The girl was dead alright, drenched almost unrecognizably in cardinal-crimson blood that poured in steady stream down a slouched naked arm onto my worn out Buchara. I could not locate the source of the blood, which felt irrelevant and the position of her legs betrayed what I suspected. I placed my hand clumsily on her throat in search of a pulse then held it tight in remorse. In death she had an ever more youthful light in her eyes than I remembered. But maybe that was just the drink talking. I had no name to give her, just a incriminatingly empty wallet and a third and final strike I couldn’t afford. It was time to pack up my troubles and leave this devils island. For good.
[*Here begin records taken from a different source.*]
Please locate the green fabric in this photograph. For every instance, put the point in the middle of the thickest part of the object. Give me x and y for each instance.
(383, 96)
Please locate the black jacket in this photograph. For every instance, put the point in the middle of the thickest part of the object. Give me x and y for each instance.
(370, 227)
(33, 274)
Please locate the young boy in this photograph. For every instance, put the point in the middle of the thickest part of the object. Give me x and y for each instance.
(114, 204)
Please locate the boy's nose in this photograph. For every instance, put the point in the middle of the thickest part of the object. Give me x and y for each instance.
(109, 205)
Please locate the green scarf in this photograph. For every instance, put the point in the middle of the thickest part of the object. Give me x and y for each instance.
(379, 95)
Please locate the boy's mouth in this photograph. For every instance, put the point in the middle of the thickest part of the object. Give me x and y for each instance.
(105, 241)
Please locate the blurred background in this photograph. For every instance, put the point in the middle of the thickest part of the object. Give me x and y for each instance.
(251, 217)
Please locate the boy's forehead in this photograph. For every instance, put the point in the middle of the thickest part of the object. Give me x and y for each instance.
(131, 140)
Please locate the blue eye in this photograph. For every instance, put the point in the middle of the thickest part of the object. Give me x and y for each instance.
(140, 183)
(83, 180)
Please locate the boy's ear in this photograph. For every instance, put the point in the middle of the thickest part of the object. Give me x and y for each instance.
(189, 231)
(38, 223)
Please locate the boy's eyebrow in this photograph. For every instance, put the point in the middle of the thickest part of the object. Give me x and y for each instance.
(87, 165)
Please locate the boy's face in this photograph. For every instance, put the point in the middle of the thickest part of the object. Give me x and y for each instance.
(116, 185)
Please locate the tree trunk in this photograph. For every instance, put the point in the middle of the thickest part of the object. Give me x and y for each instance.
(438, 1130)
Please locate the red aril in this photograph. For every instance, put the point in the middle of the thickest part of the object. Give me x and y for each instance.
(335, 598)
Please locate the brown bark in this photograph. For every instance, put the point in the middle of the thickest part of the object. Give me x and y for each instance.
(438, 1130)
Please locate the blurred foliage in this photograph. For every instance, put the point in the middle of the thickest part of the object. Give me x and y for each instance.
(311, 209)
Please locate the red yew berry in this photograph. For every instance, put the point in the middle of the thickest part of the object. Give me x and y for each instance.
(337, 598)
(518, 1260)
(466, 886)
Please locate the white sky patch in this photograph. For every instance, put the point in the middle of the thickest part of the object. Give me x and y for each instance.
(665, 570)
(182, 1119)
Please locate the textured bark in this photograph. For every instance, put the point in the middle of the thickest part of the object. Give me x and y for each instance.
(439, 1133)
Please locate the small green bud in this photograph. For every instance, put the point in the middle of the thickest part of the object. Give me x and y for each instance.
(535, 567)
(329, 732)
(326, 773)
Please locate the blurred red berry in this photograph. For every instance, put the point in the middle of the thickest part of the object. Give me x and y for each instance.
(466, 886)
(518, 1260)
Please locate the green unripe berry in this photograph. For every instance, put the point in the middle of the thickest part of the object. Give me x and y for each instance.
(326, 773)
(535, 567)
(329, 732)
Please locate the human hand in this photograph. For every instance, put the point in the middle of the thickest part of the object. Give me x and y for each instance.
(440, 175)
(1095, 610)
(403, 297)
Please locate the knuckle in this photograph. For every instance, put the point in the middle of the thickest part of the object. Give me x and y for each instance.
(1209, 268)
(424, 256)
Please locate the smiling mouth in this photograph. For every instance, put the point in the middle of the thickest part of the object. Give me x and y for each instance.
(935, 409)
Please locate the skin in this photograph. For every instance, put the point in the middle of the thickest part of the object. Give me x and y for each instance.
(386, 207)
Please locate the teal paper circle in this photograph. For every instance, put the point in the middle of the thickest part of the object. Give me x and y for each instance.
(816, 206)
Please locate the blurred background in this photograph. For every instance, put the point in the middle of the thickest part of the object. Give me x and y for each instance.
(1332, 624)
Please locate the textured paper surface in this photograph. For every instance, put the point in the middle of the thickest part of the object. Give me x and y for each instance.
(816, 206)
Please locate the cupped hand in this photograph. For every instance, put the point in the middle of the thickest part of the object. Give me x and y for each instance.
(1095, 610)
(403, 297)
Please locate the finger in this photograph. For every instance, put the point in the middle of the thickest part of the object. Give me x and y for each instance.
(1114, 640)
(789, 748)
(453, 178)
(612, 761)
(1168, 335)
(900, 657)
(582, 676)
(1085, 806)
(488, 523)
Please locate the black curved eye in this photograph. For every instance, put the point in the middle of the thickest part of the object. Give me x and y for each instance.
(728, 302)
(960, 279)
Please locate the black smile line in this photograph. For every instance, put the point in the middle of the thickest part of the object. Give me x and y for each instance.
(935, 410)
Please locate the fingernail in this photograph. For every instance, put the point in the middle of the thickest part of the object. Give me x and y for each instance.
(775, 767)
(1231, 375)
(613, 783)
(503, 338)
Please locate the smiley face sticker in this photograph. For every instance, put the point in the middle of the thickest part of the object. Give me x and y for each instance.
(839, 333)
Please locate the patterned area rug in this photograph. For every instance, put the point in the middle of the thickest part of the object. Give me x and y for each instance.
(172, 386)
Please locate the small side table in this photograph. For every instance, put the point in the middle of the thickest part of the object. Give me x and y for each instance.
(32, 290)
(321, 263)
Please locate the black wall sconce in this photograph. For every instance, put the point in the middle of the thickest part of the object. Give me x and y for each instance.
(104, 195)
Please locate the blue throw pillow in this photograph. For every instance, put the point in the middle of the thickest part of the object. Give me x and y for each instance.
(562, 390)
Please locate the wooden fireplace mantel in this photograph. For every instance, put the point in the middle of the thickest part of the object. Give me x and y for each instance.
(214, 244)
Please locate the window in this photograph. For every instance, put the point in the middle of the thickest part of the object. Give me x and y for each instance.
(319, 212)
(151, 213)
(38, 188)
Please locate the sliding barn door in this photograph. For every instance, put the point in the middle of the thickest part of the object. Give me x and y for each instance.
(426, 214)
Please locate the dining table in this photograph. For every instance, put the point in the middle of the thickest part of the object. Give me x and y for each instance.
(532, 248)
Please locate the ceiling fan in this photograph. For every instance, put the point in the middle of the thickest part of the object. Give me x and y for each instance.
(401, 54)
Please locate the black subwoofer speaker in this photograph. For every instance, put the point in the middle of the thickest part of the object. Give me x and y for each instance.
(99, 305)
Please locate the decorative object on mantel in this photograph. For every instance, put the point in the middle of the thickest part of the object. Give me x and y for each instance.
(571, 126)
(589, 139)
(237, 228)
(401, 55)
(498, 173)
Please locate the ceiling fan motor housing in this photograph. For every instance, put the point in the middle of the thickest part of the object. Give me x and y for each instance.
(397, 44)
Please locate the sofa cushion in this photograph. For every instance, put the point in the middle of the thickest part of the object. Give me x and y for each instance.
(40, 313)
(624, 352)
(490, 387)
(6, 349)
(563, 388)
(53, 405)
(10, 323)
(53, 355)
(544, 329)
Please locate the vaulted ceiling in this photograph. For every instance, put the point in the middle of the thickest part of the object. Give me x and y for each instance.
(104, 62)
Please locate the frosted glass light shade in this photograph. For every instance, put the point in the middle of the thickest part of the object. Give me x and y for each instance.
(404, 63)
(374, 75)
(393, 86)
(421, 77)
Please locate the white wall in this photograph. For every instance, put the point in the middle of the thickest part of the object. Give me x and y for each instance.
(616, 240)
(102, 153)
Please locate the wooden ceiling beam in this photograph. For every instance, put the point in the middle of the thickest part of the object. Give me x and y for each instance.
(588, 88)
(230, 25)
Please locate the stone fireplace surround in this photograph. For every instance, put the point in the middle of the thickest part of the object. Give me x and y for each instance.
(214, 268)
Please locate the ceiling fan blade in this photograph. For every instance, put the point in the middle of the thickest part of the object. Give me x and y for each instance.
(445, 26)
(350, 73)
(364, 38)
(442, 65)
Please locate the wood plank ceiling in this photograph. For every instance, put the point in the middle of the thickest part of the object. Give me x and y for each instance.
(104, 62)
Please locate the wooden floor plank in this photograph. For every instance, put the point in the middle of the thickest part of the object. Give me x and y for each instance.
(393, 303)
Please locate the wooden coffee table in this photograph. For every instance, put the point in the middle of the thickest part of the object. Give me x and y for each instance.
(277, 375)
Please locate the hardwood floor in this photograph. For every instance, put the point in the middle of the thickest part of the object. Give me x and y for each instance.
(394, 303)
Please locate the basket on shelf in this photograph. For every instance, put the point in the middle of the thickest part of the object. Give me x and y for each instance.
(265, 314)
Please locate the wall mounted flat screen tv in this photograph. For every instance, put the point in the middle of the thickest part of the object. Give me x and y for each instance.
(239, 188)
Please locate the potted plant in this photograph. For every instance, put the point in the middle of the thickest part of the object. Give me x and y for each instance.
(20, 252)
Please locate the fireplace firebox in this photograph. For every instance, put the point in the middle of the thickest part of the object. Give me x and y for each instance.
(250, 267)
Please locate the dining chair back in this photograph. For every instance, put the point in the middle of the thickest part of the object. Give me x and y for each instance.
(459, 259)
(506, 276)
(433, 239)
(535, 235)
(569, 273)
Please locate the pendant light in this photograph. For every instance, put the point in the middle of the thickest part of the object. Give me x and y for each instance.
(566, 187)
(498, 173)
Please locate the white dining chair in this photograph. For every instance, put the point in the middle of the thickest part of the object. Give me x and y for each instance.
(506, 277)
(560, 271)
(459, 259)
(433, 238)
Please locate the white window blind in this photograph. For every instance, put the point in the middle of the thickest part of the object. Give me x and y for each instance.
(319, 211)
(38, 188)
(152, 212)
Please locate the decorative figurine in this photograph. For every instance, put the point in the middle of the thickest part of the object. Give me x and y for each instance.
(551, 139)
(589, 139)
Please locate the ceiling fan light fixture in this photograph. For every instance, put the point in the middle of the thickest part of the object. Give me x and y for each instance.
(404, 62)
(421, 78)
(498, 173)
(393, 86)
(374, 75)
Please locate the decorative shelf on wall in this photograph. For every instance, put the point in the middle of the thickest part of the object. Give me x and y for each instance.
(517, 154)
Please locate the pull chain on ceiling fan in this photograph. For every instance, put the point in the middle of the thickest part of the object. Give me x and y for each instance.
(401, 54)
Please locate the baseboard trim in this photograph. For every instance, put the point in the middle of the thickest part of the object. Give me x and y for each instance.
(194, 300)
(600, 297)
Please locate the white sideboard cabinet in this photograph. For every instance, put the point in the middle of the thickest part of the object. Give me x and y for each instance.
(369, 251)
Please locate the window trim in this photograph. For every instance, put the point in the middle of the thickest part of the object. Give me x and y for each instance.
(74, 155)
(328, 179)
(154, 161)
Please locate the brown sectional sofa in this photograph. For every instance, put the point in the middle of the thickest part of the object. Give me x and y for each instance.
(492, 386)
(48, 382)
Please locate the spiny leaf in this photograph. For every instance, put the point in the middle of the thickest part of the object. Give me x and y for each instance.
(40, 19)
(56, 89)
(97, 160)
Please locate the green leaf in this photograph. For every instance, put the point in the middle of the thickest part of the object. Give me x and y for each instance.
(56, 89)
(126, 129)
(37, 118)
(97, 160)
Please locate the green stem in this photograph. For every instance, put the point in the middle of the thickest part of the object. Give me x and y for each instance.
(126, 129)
My belongings didn’t amount to much. My books fit in the boot of my truck, a ’53 Ford that I had no love for and some torn three pieces to follow. My Vienna walnut-desk and the girl and some half empty bottles of whiskey where the only things of any value in my flat. The first two would have to stay behind.
I would need immediate shelter for a few nights while the heat blew over but with my qualities and virtues friends came few and far between. Especially those I could trust. I didn’t need to lock the flat door but I did. Somehow it concluded the frustrated and unnecessary end of yet another chapter. I ripped my brand new crown-band-brim Borsalino and my trench off the coat hanger by the front entrance with such nervous fury that my Moleskine flew out of my inner pocket. A black notebook with years of tear that held my life bound tight in elastic, thick with papers, business cards, addresses and numbers. Life.
My notebook knew where I needed to be. It always did. The spine was now covered in blood, it was my only ally in this world. The door opened out and in poured a Paris autumn dusk. It was going to get colder.